MUSTARD CHICKEN WINGS & FRIED ONION CRUMBLE
I have no idea why, but we always have wings and ribs at our favourite restaurants and never make them at home. I tend not to make them, even though they’re pretty simple. I’m just not as easily inspired when it comes to meat. I’m not a big carnivore.
This recipe is a kick in the rear for people like me. It’s not complicated to make, and it’s super satisfying to see your guests’ faces when they dig in and get messy.

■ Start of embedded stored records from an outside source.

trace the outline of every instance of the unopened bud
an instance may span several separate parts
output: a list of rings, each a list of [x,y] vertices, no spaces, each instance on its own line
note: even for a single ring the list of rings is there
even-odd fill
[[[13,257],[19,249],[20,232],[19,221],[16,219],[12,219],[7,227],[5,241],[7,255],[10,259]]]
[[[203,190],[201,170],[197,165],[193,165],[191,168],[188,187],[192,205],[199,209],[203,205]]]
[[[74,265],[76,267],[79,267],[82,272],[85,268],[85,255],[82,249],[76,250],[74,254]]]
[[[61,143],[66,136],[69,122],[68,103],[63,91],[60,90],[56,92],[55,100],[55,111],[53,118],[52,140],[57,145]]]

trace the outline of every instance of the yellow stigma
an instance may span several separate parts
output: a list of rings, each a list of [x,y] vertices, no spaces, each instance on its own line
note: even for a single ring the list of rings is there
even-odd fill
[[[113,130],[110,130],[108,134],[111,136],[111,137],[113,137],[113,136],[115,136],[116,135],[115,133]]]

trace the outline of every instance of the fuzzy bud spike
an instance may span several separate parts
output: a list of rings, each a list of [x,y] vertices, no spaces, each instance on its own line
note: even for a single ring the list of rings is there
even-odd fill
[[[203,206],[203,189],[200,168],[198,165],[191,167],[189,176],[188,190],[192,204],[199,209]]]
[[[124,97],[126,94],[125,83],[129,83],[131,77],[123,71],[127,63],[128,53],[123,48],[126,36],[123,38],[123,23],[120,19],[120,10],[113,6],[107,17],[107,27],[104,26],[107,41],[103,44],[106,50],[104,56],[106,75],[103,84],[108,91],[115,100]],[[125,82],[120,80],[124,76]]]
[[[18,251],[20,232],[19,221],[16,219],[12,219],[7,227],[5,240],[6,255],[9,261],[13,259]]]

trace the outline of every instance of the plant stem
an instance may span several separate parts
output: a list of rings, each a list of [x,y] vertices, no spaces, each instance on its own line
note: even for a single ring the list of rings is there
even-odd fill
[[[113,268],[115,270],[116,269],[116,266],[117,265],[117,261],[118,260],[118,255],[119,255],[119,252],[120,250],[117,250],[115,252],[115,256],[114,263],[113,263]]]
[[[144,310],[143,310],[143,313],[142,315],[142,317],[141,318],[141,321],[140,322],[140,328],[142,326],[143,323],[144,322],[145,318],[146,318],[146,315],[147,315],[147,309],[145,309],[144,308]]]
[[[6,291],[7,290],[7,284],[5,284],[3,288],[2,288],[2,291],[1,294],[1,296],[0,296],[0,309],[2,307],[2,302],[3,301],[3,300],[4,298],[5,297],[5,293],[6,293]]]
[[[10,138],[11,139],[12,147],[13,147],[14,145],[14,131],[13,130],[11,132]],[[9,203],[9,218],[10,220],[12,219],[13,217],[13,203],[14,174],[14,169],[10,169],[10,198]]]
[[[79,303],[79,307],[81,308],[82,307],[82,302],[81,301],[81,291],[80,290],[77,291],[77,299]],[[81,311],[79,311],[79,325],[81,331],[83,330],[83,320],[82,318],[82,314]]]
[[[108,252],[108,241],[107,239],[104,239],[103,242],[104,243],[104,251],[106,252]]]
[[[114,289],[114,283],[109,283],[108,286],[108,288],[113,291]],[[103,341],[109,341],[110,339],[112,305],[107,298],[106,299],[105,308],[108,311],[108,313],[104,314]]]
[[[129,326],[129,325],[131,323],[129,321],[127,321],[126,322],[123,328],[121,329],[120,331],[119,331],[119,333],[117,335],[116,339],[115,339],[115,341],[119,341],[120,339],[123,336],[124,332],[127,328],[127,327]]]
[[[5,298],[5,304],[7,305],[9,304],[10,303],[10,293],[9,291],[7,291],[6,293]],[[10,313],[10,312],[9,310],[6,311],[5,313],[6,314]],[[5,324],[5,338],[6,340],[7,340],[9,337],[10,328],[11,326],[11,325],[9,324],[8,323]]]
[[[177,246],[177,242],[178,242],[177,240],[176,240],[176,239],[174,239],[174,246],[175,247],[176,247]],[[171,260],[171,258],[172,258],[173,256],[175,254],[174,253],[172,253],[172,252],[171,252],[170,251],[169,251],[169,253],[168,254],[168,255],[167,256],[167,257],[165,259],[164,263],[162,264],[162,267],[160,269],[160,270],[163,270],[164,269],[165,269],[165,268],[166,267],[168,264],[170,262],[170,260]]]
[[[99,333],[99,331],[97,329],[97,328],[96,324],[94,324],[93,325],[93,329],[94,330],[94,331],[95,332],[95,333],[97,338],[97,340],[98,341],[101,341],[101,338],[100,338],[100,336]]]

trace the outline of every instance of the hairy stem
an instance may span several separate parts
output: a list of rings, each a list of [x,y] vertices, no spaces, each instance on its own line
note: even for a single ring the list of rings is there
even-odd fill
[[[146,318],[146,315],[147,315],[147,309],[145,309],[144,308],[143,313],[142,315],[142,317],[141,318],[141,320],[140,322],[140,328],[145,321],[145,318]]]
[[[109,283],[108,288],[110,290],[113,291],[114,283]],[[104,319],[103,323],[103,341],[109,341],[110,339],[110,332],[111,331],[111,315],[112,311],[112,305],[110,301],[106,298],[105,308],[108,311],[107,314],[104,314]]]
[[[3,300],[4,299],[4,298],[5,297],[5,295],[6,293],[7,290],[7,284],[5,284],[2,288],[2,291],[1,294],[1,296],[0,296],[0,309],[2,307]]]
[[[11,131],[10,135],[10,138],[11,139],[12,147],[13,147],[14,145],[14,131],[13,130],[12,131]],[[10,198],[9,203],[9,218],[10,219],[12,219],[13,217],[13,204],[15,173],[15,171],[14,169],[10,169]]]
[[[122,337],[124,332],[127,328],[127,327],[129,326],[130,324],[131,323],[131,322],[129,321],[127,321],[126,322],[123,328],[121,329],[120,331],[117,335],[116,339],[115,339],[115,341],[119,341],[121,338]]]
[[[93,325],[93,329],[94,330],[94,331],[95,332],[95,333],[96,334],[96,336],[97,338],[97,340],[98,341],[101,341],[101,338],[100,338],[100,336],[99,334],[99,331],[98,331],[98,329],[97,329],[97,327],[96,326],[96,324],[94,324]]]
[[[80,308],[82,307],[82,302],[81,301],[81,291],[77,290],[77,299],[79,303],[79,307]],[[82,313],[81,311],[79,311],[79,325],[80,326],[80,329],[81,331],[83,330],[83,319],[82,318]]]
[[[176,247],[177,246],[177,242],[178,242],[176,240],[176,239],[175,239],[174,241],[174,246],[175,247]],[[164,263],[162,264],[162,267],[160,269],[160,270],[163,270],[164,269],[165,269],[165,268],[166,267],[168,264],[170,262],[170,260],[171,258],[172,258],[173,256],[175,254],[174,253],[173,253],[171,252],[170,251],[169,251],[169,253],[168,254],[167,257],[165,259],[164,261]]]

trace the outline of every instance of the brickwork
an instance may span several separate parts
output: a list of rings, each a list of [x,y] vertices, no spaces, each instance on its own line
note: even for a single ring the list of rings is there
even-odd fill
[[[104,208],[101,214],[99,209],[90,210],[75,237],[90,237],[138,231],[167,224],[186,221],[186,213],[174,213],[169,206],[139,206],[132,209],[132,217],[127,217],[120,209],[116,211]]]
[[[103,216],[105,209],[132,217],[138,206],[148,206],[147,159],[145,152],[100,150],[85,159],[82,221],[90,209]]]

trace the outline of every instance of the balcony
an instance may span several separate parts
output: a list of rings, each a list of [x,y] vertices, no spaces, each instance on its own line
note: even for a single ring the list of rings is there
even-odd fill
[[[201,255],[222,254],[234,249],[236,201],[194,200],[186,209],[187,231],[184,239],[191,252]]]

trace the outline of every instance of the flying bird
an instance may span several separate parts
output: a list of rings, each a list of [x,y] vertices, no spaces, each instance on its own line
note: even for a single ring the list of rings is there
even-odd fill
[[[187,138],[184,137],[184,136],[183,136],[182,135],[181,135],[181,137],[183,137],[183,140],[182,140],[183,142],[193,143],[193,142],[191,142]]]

P.S. This recipe is easy to double, triple, quadruple, etc.
- ServesServes 4
- Prep time5 min
- Cook time20 min
- FreezingFreezes well
- 3 lb chicken wings
For the sauce
- 1/2 cup yellow mustard
- 2 tablespoons brown sugar
- 1 teaspoon sriracha
- 2 tablespoons vegetable oil
- 1 clove garlic, finely chopped
For the crumble
- 1/3 cup store-bought fried onions (often found with the salad toppings at the grocery store)
- 1 tablespoon fresh Parmesan, grated
- 2 tablespoons fresh basil, finely chopped
- Preheat the oven to 400˚F.
- In a bowl, combine all the sauce ingredients and set aside 1/4 cup of the sauce in another little bowl. Add the chicken wings to the first bowl of sauce and coat them. Place the wings on a baking sheet lined with parchment paper and bake for 20 minutes, flipping them halfway through.
- Put the wings in a bowl and coat them with the remaining sauce. Place the wings on a serving platter.
- In a small bowl, mix all the crumble ingredients and sprinkle on the wings. Enjoy!